Now, my question is this:  Is it worth it?  

That is, the systematic discrimination on the basis of skin color and national origin might have the benefit of increasing the political correctness of universities' racial and ethnic mix by this, let's face, trivial amount.  And, we are then told, this trivial amount might (since the social scientists are not in agreement) have some marginal improvement in some areas of what students learn.  

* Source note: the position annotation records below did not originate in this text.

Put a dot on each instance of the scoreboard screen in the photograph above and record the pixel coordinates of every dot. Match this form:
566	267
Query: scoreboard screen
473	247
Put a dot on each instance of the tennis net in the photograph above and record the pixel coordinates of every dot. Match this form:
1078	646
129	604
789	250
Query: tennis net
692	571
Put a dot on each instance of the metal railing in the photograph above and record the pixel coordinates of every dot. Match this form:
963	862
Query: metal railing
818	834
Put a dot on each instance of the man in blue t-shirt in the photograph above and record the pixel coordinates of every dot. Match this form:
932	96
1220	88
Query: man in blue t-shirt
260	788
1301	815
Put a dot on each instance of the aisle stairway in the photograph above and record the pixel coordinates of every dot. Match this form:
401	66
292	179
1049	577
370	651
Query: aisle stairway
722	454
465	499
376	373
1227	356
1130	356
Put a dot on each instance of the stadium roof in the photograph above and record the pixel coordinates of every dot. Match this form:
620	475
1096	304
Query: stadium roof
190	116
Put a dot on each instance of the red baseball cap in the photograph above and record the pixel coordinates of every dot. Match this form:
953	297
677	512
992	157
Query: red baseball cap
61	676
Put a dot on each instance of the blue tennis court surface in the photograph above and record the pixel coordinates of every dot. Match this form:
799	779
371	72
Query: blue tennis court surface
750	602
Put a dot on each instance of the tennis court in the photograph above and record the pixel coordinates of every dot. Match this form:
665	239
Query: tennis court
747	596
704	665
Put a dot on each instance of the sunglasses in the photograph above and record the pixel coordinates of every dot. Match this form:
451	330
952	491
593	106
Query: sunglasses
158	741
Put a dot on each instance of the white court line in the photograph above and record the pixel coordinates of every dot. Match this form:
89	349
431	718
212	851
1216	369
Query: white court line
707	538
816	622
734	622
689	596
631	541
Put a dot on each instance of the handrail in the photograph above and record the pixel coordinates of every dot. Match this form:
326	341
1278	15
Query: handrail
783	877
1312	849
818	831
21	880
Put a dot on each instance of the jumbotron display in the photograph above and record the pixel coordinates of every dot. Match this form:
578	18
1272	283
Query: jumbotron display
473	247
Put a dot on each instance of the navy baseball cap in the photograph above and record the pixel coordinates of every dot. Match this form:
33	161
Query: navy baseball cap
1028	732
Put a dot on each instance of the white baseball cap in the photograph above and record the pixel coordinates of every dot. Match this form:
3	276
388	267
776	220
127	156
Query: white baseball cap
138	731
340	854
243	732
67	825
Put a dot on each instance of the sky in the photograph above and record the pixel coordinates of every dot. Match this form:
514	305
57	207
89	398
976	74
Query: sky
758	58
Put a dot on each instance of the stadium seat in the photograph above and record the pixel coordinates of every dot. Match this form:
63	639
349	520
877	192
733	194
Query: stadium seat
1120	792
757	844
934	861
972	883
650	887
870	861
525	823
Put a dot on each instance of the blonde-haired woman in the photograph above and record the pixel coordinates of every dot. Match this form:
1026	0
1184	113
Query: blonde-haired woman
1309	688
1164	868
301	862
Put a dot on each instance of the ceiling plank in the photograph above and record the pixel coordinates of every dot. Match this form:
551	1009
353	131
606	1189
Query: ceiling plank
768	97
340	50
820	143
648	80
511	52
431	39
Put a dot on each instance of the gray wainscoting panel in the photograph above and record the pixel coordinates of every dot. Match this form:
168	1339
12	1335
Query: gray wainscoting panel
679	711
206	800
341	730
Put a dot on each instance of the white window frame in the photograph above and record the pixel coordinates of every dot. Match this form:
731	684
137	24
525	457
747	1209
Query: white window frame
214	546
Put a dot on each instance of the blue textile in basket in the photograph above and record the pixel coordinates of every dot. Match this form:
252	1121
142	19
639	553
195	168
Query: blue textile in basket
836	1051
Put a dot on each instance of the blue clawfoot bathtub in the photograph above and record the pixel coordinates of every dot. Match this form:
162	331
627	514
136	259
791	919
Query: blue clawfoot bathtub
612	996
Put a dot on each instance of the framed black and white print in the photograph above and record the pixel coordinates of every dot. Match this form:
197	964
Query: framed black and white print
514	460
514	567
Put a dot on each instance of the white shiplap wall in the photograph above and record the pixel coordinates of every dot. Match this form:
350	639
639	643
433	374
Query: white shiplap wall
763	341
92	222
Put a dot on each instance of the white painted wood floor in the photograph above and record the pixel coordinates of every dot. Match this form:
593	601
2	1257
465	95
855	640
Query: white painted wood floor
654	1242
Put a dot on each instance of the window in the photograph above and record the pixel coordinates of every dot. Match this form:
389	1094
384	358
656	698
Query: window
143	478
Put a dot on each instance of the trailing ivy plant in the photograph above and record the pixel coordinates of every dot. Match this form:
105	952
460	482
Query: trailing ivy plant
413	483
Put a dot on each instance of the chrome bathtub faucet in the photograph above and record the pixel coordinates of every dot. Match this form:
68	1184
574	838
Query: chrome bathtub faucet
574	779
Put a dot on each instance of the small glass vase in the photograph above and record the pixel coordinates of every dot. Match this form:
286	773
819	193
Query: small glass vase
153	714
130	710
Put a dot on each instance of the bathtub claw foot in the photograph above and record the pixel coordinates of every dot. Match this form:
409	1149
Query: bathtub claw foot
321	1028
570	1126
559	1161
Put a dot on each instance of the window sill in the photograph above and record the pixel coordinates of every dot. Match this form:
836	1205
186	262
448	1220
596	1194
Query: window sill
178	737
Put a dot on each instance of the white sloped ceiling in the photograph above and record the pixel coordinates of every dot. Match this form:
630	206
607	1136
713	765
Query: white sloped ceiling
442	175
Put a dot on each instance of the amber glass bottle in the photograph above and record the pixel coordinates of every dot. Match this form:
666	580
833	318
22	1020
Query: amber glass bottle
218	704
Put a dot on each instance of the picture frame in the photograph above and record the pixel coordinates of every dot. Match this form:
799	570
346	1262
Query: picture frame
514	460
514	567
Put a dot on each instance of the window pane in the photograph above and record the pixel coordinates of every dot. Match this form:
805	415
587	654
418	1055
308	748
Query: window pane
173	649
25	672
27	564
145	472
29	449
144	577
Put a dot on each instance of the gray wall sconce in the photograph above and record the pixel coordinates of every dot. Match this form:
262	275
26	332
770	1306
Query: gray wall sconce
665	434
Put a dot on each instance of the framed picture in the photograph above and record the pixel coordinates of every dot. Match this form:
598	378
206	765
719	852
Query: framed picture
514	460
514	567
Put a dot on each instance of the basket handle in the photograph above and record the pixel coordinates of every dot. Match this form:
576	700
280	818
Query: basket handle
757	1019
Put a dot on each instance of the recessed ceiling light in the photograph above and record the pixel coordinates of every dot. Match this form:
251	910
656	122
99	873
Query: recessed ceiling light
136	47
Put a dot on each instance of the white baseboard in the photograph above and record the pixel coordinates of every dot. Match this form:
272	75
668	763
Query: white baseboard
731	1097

On the other hand, here are some of the costs of this discrimination:  It is personally unfair, passes over better qualified students, and sets a disturbing legal, political, and moral precedent in allowing racial discrimination; it creates resentment; it stigmatizes the so-called beneficiaries in the eyes of their classmates, teachers, and themselves, as well as future employers, clients, and patients; it fosters a victim mindset, removes the incentive for academic excellence, and encourages separatism; it compromises the academic mission of the university and lowers the overall academic quality of the student body; it creates pressure to discriminate in grading and graduation; it breeds hypocrisy within the school; it encourages a scofflaw attitude among college officials; it mismatches students and institutions, guaranteeing failure for many of the former; it papers over the real social problem of why so many African Americans and Latinos are academically uncompetitive; and it gets states and schools involved in unsavory activities like deciding which racial and ethnic minorities will be favored and which ones not, and how much blood is needed to establish group membership.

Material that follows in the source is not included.